The Day Will Come When You Won’t Be
Overall, Season 7 of The Walking Dead was met with largely mixed reactions, but in general, the season started off strong thanks to “The Day Will Come When You Won’t Be.” Season 6, of course, ended on a cliffhanger that teased Negan massacring a member of Rick’s group with his brutal barbed-wire-wrapped baseball bat, Lucille, and despite a little bit of misdirection, the payoff was achieved with the excruciating deaths of both Abraham and Glenn. It wouldn’t come immediately, though, as we were forced to watch the psychological torture of Rick before returning to the scene of the crimes in flashback sequences.

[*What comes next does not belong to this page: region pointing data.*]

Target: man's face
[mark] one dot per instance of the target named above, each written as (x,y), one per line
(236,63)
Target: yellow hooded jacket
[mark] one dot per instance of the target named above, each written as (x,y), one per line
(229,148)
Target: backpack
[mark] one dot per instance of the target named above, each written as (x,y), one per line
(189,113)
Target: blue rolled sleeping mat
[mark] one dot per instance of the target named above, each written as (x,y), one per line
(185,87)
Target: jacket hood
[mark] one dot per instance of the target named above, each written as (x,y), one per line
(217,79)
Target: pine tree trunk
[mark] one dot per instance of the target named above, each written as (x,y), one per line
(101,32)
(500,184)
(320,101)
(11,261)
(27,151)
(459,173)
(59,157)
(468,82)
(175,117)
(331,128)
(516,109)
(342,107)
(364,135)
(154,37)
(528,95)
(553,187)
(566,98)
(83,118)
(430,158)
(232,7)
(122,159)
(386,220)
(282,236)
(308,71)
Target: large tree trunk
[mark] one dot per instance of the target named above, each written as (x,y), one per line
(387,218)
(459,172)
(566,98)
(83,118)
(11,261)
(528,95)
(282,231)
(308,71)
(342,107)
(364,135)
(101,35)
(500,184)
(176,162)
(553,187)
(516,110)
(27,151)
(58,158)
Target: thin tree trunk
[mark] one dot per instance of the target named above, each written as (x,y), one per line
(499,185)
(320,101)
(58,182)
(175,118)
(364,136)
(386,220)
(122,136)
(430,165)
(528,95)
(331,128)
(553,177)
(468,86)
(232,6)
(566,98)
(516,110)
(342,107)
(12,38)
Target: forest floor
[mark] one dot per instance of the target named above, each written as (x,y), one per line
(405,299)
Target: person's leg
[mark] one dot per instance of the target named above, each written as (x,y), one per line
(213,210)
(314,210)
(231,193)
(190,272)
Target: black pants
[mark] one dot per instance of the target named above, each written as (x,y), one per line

The episode is incredibly tense, and delivers real heartbreak and horror that will surely resonate with viewers for years to come.
No Way Out
Multiple plot threads finally being tied together. Carl losing an eye in a callback to the comics. The Anderson family being devoured by walkers. Daryl decimating the Saviors with an RPG. The people of Alexandria rising up to finally start fighting for their survival. This episode truly has everything, and for the first time, Rick and his group actually manage to score a major win rather than being forced to resume wandering around seeking a safe haven. It meant that the show will no longer be about survival, but rebuilding and war. Yes, the walkers are still a threat, but the group is no longer afraid. “No Way Out” is everything that an episode of The Walking Dead should be, and hopefully when Season 8 comes along, there’ll be plenty more just like it.